Wednesday, June 23, 2010

Bonds of a Prairie Hapa

I am honoured to be included by the Japanese Canadian National Museum (JCNM) to contribute to the multi-disciplinary group exhibition Kizuna taking place in the autumn of 2010. Since moving to Vancouver from Alberta in 2007, the Japanese cultural community has embraced and supported me – I hope that the original photographic work I am creating for this show will demonstrate my appreciation for this.

For many months I have been considering how I can most meaningfully express my connection to the Kizuna theme of this show (I understand that Kizuna is translated as “bond”, an in the context of this show, we are showing the bonds to our past). Tying my personal experience as a Sansei Japanese Canadian to this theme is something of a challenge because I am Hapa – I am half Japanese and half Caucasian in ancestry – and was raised primarily in the predominantly white culture of an Edmonton suburb known as Sherwood Park - I sometimes joke that my siblings and I were the only Asian kids I knew growing up – and we are only half. I have never been to Japan and my experience with the Japanese culture was limited to my family’s annual New Year’s visit to southern Alberta where my Dad grew up. I didn’t even like sushi (with the exception of Tako) until I was in university, even though my Dad has been offering it to me since I was a child. Despite this limited exposure, I have always felt an urge to learn more about the rich history of my Japanese roots.

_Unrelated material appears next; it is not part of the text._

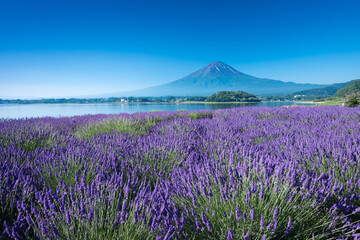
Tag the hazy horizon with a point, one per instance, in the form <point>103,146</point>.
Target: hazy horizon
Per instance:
<point>73,49</point>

Three years ago I moved to Vancouver where Asian cultures are far more plentiful. For the first time in my life I found myself in several situations in neighbourhoods and restaurants where white people are in the minority and Asians are not. There were opportunities abound to become involved in the Japanese community – and I did. I volunteered with the Powell Street Festival Society and now my parents enthusiastically do the same when they come to visit me in the summer. I found myself volunteering at the Japanese Language School where everyone was speaking Japanese (go figure!). I did some video work for the Nikkei Center and taught a photography workshop with as part of the Two Views exhibit at the JCNM. I met other Hapa, Sansei, Nisei, and did some grocery shopping at Fujiya. Many of my new friends in town had lived in Japan and speak the language fluently – and they are 100% Caucasian. In the past two and a half years I have been closer to immersion in my Japanese roots than I have ever been in my life.

So what bond can this Hapa with an all Canadian suburban prairie town upbringing offer to the Kizuna show? I think that Kizuna will challenge this photographer to find within his past the meaning of the word bond, the bond that is unique to his experience, but the bond which is the truth common for many in the diaspora of the Canadian Japanese. The truth is the beauty and the tragedy in the mixing of our blood and our cultures that happens as immigrant families become absorbed by the Canadian landscape.